Jinja policies are used to set the global behavior of Jinja built-in filters and other template constructs. Jinja policies are set in Jinja environments -- just like Jinja globals in listing 4-11 or custom Jinja filters & tests in listing 4-25.

For example, you can use Jinja policies to alter the way the json or urlize built-in filters operate by default. Listing 4-30 illustrates a custom Jinja environment that alters the Jinja built-in truncate filter and sets the leeway option to 0.
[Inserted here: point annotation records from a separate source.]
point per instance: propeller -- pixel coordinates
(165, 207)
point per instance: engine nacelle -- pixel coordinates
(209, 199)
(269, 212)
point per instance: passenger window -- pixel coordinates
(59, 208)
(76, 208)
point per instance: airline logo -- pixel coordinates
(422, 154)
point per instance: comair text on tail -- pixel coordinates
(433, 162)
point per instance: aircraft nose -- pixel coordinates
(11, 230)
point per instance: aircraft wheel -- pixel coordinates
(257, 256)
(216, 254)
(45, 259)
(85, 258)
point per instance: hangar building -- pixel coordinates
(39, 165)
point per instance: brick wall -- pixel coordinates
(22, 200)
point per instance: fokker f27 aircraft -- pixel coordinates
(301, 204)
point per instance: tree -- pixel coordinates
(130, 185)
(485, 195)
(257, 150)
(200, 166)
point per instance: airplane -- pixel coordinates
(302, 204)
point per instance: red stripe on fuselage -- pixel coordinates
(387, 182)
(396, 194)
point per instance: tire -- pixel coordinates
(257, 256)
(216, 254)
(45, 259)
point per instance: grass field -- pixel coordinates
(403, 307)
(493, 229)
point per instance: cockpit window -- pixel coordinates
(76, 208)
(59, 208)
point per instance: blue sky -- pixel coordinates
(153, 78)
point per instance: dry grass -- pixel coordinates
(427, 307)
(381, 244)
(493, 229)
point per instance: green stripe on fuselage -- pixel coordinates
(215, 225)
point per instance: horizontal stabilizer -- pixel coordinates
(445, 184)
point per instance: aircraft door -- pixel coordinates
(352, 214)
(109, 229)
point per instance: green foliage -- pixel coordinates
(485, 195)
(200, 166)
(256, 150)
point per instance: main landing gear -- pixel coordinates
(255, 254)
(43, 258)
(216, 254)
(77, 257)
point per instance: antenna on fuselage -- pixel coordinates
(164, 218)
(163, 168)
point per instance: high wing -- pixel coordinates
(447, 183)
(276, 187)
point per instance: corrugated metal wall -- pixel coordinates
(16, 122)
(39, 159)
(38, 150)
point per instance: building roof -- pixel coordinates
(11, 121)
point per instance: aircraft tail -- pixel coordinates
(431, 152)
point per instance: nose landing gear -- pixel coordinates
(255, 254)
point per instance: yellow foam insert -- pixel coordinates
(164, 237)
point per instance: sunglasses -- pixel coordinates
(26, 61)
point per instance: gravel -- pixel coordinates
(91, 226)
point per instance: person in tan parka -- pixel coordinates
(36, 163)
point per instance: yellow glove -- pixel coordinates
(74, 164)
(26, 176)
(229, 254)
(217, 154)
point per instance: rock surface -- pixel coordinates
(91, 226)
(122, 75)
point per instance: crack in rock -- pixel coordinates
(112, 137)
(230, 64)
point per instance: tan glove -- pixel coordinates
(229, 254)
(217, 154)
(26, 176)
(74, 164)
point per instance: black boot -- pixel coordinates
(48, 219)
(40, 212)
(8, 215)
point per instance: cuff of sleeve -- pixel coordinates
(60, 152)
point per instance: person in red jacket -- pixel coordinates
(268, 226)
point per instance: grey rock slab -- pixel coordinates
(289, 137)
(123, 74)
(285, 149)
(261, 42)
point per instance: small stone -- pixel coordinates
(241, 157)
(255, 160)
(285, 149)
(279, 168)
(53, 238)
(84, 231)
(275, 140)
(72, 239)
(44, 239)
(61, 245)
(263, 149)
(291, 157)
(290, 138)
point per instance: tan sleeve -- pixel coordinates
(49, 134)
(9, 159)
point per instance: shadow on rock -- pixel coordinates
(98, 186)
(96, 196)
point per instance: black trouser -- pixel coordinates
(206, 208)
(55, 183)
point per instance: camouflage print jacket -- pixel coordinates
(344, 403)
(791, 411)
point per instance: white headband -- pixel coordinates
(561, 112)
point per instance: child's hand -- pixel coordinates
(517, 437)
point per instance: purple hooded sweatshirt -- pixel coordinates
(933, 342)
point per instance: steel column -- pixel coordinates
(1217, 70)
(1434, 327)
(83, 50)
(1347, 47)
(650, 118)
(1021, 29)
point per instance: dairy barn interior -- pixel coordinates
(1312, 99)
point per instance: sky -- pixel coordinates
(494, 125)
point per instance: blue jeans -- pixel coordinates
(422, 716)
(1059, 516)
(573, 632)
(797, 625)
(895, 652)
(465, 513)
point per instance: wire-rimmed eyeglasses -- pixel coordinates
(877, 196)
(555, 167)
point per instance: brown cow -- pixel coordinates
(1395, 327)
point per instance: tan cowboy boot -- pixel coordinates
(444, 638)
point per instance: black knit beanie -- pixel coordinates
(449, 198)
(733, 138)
Listing 4-30 Custom Jinja environment with policies

from jinja2.environment import Environment
from coffeehouse.jinja.filters import customcoffee, squarerootintext, startswithvowel
class JinjaEnvironment(Environment):
    def __init__(self,**kwargs):
        super(JinjaEnvironment, self).__init__(**kwargs)
        self.policies['truncate.leeway'] = 0

As you can see in listing 4-30, to register Jinja policies you access self.policies and assign it the policy key name[8] -- in this case corresponding to truncate.leeway -- along with the policy value -- in this case corresponding to 0. By setting the Jinja policy in listing 4-30, anytime you use the truncate filter in Jinja templates, the leeway is set to 0, instead of the default 5.